Objective: To test the hypothesis that elevated urinary levels of soluble E-cadherin (sE-cadherin) would aid in the detection of transitional cell carcinoma (TCC) of the urinary bladder.
Methods: We performed sE-cadherin staining of one murine (MBT2) and four human (RT4, 5637, T24, and TCCSUP) bladder cancer cell lines. sE-cadherin levels were also determined in voided urine of 188 consecutive subjects at risk for TCC recurrence, 31 patients with other uro-pathologic conditions, and 10 healthy subjects using a commercially-available ELISA kit. sE-cadherin was analyzed continuously and categorically on the basis of its median distribution.

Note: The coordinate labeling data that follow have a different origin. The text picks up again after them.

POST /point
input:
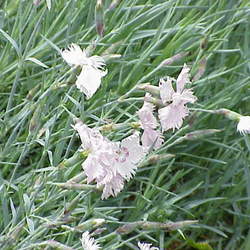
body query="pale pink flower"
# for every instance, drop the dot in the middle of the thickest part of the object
(128, 153)
(244, 125)
(108, 163)
(89, 79)
(150, 136)
(176, 110)
(89, 243)
(146, 246)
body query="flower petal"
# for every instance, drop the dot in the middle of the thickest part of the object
(182, 79)
(146, 116)
(244, 125)
(166, 90)
(172, 116)
(136, 151)
(151, 137)
(74, 55)
(89, 80)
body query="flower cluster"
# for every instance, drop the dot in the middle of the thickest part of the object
(173, 107)
(109, 163)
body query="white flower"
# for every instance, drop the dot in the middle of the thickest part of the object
(89, 243)
(127, 154)
(109, 163)
(146, 246)
(150, 136)
(89, 79)
(173, 114)
(244, 125)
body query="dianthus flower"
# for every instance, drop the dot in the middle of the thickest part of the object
(176, 110)
(109, 163)
(244, 125)
(89, 79)
(150, 136)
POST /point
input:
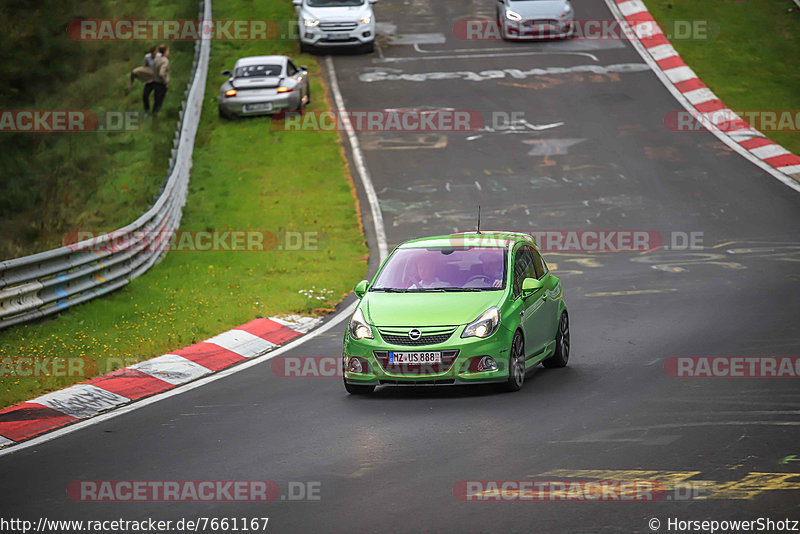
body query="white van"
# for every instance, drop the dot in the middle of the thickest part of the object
(335, 23)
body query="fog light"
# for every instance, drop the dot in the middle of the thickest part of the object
(487, 363)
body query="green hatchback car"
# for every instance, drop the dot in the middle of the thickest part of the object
(467, 308)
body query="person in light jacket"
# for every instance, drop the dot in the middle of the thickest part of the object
(160, 77)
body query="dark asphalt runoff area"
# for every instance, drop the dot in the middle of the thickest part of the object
(390, 462)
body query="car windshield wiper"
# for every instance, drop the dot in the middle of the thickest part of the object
(458, 289)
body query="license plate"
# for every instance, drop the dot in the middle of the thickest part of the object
(258, 107)
(415, 357)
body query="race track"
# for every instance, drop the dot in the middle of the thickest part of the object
(600, 158)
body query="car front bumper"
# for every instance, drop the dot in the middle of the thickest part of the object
(460, 350)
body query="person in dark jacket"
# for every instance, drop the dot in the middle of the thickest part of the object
(160, 77)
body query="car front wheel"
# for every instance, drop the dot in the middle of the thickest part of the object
(516, 364)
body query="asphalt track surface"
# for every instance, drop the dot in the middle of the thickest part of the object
(389, 462)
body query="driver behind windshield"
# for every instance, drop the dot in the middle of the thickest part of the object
(427, 275)
(492, 267)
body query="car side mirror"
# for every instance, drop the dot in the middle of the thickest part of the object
(531, 285)
(361, 288)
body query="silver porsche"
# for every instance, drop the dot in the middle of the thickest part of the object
(263, 85)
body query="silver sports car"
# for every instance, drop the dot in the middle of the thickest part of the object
(263, 85)
(535, 19)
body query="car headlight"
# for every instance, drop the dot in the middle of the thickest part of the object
(485, 325)
(359, 329)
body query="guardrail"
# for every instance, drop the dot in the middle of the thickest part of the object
(45, 283)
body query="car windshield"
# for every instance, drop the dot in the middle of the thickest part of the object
(257, 71)
(443, 269)
(334, 3)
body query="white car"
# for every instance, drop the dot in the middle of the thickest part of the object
(335, 23)
(536, 19)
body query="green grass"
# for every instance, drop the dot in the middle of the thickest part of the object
(246, 176)
(752, 61)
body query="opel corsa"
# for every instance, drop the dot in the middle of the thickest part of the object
(467, 308)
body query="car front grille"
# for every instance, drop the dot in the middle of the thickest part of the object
(448, 357)
(338, 26)
(430, 336)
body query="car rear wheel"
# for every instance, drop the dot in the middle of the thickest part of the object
(561, 355)
(358, 389)
(516, 364)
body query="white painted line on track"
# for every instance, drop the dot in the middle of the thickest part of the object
(639, 47)
(361, 167)
(487, 55)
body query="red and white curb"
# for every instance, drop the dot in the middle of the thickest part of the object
(98, 395)
(704, 101)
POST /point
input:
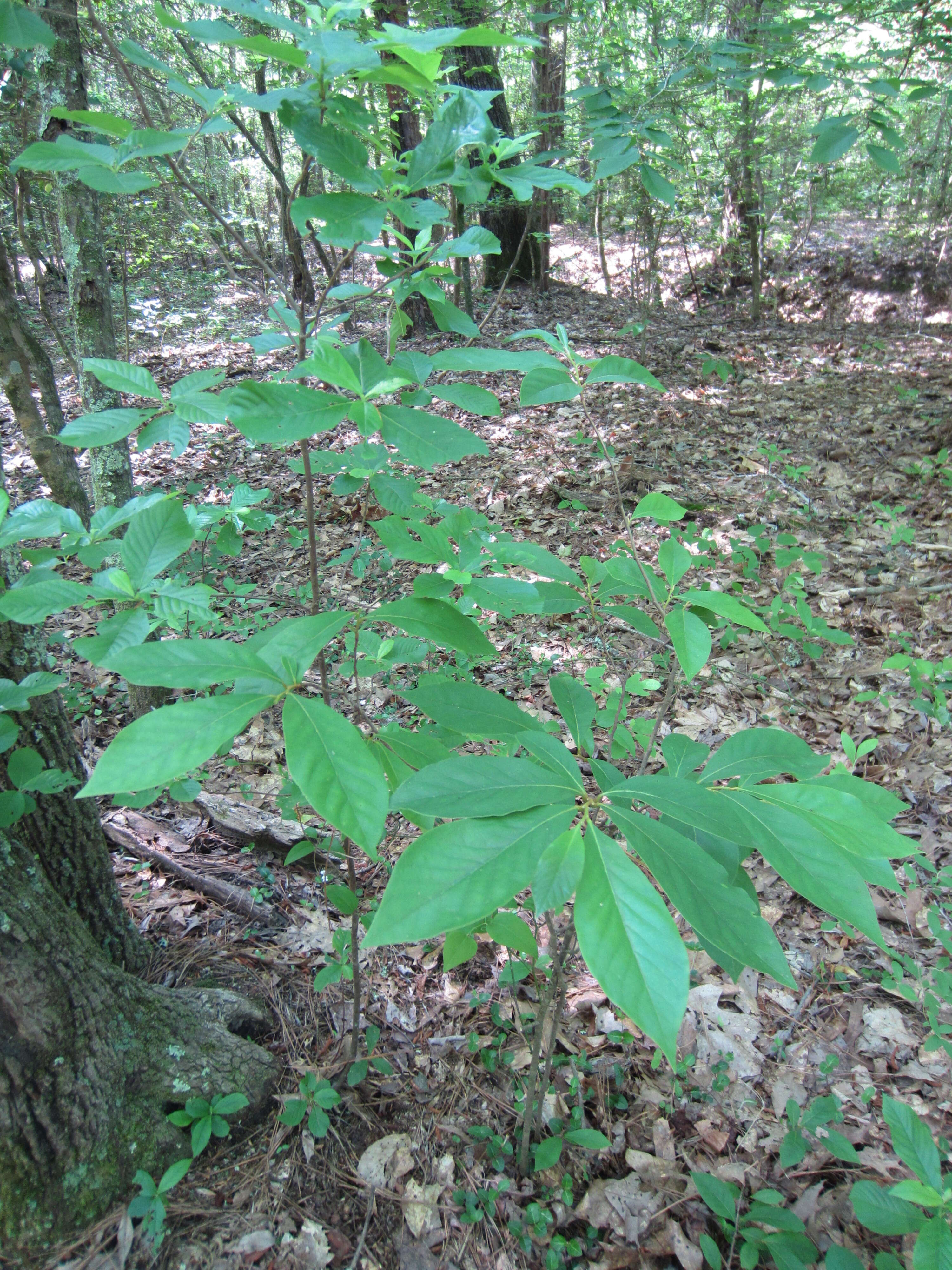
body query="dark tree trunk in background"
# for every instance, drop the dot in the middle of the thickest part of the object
(503, 215)
(301, 280)
(25, 361)
(63, 83)
(92, 1060)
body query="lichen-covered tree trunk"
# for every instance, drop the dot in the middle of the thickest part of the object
(23, 360)
(63, 84)
(91, 1062)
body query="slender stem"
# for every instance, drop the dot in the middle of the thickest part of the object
(355, 953)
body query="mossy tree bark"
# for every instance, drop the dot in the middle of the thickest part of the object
(23, 360)
(63, 84)
(91, 1062)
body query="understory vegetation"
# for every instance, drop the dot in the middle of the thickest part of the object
(474, 636)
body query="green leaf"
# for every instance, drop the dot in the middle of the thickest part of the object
(623, 370)
(725, 919)
(833, 143)
(512, 933)
(659, 507)
(451, 877)
(577, 707)
(912, 1141)
(341, 220)
(883, 1213)
(169, 742)
(440, 622)
(691, 639)
(558, 873)
(282, 415)
(331, 764)
(658, 186)
(102, 429)
(22, 29)
(155, 539)
(630, 942)
(756, 754)
(459, 947)
(482, 787)
(548, 1154)
(720, 1197)
(427, 440)
(884, 159)
(546, 385)
(124, 378)
(469, 709)
(190, 664)
(36, 601)
(934, 1249)
(470, 397)
(725, 605)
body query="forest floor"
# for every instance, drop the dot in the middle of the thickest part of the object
(833, 413)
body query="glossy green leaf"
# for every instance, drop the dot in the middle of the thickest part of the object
(331, 764)
(456, 874)
(691, 639)
(169, 742)
(630, 942)
(558, 873)
(482, 787)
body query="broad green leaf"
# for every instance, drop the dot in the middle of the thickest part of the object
(427, 440)
(559, 872)
(456, 874)
(912, 1141)
(154, 539)
(190, 664)
(469, 709)
(482, 787)
(102, 429)
(756, 754)
(810, 864)
(440, 622)
(124, 378)
(658, 186)
(331, 764)
(630, 942)
(546, 385)
(553, 755)
(341, 220)
(934, 1249)
(883, 1213)
(725, 919)
(167, 744)
(128, 629)
(659, 507)
(691, 639)
(833, 143)
(512, 933)
(623, 370)
(884, 158)
(578, 709)
(282, 415)
(31, 603)
(298, 639)
(22, 29)
(470, 397)
(725, 605)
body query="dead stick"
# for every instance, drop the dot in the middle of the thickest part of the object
(232, 897)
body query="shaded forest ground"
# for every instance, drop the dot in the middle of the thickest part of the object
(835, 404)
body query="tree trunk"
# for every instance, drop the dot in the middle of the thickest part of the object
(92, 1060)
(63, 83)
(23, 360)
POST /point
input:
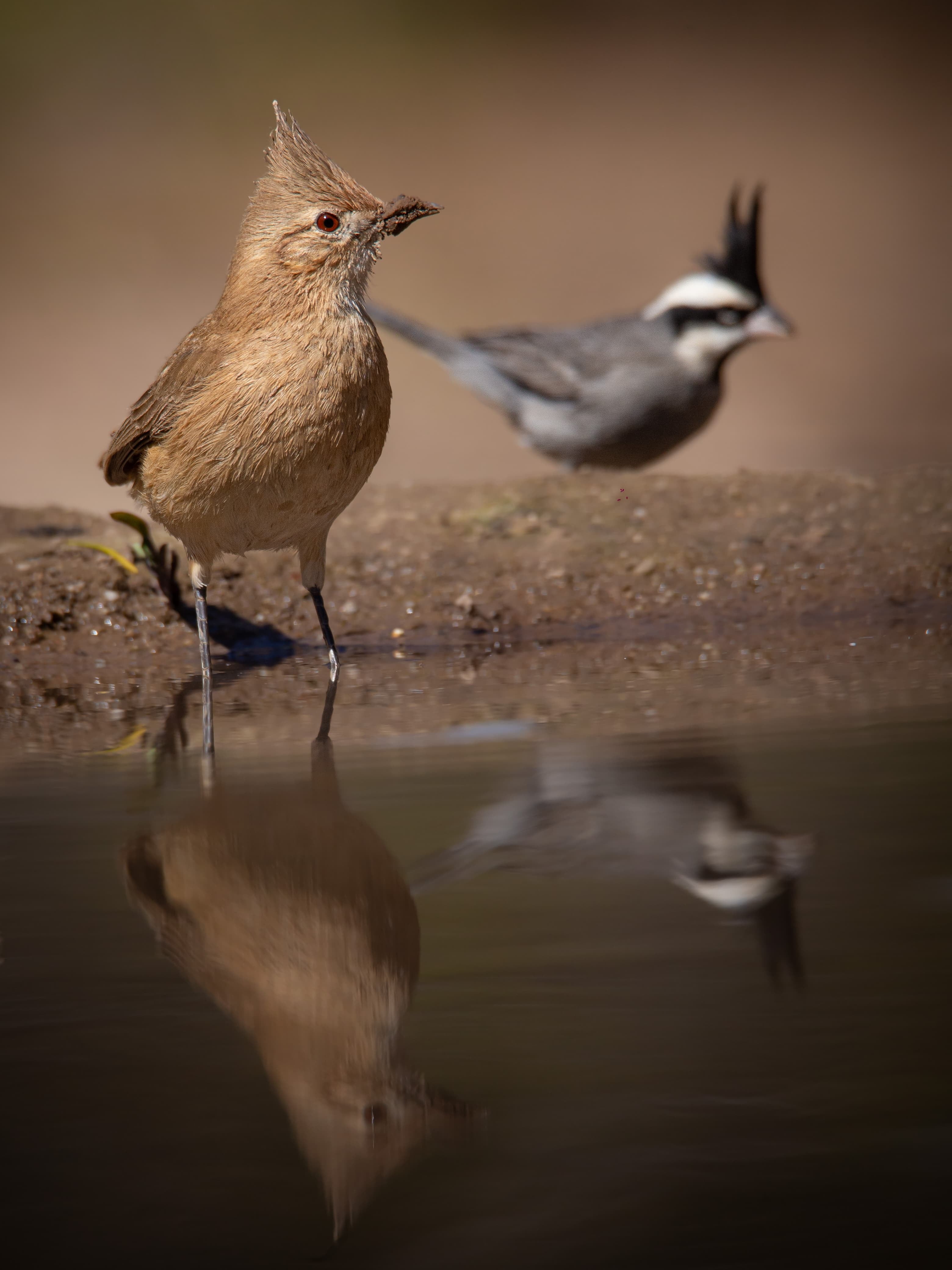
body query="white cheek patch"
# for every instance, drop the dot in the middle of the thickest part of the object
(701, 348)
(701, 291)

Results: Moderately and poorly differentiated bladder cancer cell lines had decreased cellular E-cadherin expression, whereas RT4, a well differentiated cell line, had preserved expression. All cell lines had measurable sE-cadherin levels in their conditioned media. The area under the ROC curve of sE-cadherin for the detection of TCC was 0.719 (95%CI, 0.637-0.801; p<0.001). Higher levels of sE-cadherin were associated with positive cytology results (p=0.012) and muscle invasive tumor stage (p=0.009). Urinary sE-cadherin was more sensitive, but less specific than urinary cytology for the detection of bladder TCC. In a multivariable logistic regression analysis, higher sE-cadherin and positive cytology were both associated with an increased risk of bladder TCC (p=0.048 and p<0.001, respectively). Combination of cytology and sE-cadherin allowed categorization of patients into three significantly different risk groups for bladder cancer. Adjustment of sE-cadherin for urinary creatinine levels did not affect any of the outcomes.
Conclusions: Urinary level of sE-cadherin may add information to cytology in the detection of bladder TCC.